Journal Club Week 3 Answers

Follow us on twitter for updates and helpful hints! @physics_journal

I. Timokhin & A. Mischenko (2016). Novel approach to Room Temperature Superconductivity problem https://arxiv.org/abs/2003.14321

and

J. M. A. Chawner et al. (2019), LEGO® Block Structures as a Sub-Kelvin Thermal Insulator, Scientific Reports, 9, 19642

This week you were asked to come up with a few questions that would help you understand the second article, about LEGO being used as a thermal insulator, then go and research a simple answer. By thinking about the underlying physics and ensuring we understand it, we can better understand what is going on in the paper. It's always worth having a brief read-through of a paper to see what information we might be missing in our understanding to begin with.
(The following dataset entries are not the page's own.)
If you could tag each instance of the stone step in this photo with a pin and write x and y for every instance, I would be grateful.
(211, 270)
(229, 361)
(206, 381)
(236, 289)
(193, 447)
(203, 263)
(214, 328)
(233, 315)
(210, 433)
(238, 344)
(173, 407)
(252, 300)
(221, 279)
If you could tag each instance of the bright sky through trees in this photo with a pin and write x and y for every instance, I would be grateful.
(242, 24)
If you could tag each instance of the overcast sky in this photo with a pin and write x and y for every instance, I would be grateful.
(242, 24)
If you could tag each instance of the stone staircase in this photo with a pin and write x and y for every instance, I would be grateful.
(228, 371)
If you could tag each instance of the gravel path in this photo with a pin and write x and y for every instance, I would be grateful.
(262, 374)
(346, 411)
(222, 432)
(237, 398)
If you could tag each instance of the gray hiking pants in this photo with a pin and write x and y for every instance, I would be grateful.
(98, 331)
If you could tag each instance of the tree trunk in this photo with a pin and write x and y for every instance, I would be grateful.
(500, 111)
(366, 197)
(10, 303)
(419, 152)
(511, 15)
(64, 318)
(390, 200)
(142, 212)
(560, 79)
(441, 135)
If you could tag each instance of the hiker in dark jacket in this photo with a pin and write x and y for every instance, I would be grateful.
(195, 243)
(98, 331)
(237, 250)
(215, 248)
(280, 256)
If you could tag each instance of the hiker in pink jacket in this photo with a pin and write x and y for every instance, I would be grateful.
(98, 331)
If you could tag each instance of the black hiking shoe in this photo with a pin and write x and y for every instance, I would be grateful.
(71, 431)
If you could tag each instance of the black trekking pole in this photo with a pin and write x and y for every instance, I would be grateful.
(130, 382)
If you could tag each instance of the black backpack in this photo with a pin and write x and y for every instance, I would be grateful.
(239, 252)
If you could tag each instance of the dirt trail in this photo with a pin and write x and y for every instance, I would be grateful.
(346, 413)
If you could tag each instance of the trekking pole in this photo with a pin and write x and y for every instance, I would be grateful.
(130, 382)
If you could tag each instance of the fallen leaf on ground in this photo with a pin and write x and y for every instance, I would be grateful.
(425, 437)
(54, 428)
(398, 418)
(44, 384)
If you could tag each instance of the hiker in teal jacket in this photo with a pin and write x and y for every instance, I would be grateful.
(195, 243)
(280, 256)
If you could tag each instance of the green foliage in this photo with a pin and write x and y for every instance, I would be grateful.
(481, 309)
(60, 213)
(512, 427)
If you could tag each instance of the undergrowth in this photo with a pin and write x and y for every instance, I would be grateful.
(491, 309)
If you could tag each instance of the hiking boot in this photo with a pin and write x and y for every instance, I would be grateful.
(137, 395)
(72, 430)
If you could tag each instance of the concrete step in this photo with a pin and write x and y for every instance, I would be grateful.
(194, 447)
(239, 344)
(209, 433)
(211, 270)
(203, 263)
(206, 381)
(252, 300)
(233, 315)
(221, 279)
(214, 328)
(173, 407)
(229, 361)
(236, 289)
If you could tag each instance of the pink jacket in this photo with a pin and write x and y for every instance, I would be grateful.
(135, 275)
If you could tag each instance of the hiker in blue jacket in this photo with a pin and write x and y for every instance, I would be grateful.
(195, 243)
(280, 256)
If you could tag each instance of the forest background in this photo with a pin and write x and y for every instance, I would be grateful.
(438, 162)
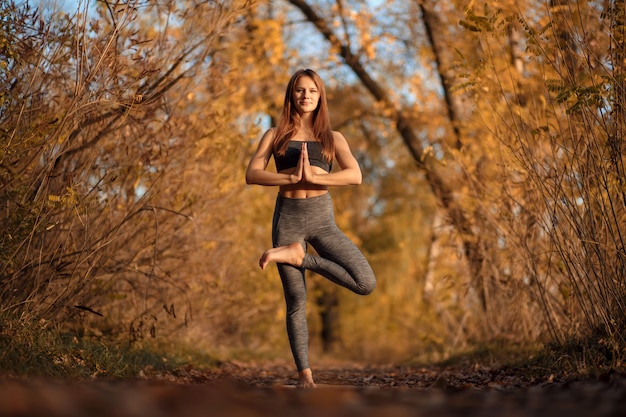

This week, a special congratulations goes to Manchester High School for Girls for being the school with the most entrants (all from year 11!). Well done!

This week we wanted to highlight some of the amazing work being done by year 11 students taking part in this project. Below are some of the questions (with answers) that they asked themselves after an initial skim read:

Why does heat flow from hot to cold objects?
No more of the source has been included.